The Diamondbacks have been a competitive team over the last three seasons, but they missed the playoffs in 2018 (82-80) and 2019 (85-77). In the team’s 22-year history, Arizona has one World Series title and six trips to the postseason.
They signed SP Madison Bumgarner to a five-year $85 million contract in mid-December. RP Junior Guerra and RP Hector Rondon were added to the bullpen over the winter via free agency. The Pirates shipped OF Starling Marte to Arizona for SS Liover Peguero and SP Brennan Malone.
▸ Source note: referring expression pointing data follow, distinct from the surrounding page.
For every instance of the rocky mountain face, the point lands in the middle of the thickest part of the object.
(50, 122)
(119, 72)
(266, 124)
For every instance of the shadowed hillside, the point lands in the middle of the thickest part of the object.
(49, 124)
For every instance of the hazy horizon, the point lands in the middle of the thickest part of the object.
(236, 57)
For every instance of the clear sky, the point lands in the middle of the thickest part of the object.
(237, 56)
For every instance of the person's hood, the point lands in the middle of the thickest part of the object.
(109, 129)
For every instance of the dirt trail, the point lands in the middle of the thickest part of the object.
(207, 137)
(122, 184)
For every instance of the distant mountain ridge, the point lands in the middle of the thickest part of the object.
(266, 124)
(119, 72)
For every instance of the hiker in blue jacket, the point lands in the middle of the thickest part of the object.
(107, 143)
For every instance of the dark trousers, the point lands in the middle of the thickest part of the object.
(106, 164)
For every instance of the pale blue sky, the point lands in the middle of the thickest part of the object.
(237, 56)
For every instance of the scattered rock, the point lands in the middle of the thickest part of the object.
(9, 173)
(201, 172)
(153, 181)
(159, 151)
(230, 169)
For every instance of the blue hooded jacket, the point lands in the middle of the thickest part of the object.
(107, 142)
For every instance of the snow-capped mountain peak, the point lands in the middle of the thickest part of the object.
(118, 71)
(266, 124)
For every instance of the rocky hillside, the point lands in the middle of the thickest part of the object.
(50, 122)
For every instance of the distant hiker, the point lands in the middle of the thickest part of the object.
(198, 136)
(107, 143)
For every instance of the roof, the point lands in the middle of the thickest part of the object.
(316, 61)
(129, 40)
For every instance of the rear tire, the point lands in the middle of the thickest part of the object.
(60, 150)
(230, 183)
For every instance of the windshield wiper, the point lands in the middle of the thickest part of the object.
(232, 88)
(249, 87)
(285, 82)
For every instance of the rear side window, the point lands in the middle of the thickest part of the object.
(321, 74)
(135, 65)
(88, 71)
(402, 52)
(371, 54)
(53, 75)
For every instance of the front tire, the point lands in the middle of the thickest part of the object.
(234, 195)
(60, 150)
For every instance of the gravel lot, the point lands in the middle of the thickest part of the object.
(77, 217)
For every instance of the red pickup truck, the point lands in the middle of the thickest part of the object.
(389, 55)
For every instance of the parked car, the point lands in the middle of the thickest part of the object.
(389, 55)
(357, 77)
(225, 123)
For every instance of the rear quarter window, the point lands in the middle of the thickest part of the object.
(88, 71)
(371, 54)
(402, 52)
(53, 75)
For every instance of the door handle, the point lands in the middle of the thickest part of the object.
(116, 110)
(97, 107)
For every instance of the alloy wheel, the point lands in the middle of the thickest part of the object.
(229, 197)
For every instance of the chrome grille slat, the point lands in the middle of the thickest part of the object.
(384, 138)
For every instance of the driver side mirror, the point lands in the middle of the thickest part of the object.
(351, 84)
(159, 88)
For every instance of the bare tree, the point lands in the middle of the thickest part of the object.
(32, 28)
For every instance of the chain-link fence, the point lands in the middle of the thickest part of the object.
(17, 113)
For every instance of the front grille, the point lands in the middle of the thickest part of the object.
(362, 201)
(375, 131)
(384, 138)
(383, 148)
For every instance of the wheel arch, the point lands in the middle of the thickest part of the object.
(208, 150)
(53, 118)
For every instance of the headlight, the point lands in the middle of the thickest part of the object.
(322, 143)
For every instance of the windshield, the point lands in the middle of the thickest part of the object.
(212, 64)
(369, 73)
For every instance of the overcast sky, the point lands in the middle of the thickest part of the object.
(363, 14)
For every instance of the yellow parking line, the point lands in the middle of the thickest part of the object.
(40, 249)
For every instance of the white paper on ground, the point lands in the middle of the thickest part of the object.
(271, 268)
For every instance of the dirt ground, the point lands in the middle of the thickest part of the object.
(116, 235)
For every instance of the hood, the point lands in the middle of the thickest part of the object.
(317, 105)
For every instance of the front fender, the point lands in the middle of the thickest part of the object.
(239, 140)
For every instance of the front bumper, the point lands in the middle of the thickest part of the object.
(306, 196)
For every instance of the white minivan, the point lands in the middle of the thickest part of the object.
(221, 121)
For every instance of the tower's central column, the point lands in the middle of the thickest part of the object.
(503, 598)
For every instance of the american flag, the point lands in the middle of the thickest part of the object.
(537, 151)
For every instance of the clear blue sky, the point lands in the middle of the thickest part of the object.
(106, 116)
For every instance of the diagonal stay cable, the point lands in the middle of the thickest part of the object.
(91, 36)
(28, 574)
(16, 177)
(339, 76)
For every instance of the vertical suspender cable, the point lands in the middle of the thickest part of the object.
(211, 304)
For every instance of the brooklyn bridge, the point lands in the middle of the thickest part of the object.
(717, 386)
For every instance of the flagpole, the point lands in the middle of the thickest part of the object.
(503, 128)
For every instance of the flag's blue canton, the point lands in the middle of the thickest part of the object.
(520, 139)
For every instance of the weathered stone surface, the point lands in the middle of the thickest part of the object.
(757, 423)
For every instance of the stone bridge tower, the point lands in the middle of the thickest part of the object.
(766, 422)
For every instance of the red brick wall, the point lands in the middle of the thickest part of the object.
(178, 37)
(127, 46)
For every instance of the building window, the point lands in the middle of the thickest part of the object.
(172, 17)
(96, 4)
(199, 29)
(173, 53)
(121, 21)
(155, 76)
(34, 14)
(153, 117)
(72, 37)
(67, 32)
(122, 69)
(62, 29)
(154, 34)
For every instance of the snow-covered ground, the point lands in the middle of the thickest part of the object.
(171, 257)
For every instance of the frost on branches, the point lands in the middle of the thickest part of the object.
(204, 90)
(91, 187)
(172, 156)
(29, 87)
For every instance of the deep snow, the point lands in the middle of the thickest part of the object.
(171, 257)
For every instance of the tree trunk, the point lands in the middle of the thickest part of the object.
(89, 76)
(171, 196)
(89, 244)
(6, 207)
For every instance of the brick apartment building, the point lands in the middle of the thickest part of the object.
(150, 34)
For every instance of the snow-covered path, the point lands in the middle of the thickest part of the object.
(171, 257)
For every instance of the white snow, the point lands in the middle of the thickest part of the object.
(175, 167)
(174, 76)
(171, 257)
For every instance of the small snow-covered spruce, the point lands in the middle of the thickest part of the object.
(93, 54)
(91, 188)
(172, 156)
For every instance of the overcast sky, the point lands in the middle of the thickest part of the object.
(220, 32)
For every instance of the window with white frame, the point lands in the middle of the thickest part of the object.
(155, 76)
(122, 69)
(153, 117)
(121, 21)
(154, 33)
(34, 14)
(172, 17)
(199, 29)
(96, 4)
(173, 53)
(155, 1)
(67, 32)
The Diamondbacks invested in OF Kole Calhoun to take over in right field while taking two shots for their backup catching job – Stephen Vogt and John Hicks.
Arizona scored 813 runs (13th), which was 120 more than in 2018. They ranked 19th in home runs (220) and 11th in RBI (778). The Cardinals gave up 97 more runs (743) than they allowed in 2018 (644), leading to a drop to 12th in ERA (4.25). Their closers had 45 saves.
On most nights in 2020, Arizona will wheel out a competitive option to start. Their starting pitching staff has both experience and upside. The health of Luke Weaver and the development of Zac Gallen would be keys to their push toward the postseason.
The bullpen doesn’t project to be an edge, but Archie Bradley looks more than capable of handling the 9th inning.
Based on name value, the Diamondbacks appear to be trailing a couple of teams in their division on the offensive side of the ball. Arizona has talented at the top of their lineup with some complementary depth, but they don’t have the ideal third and fourth hitters to be an explosive offensive for the long haul.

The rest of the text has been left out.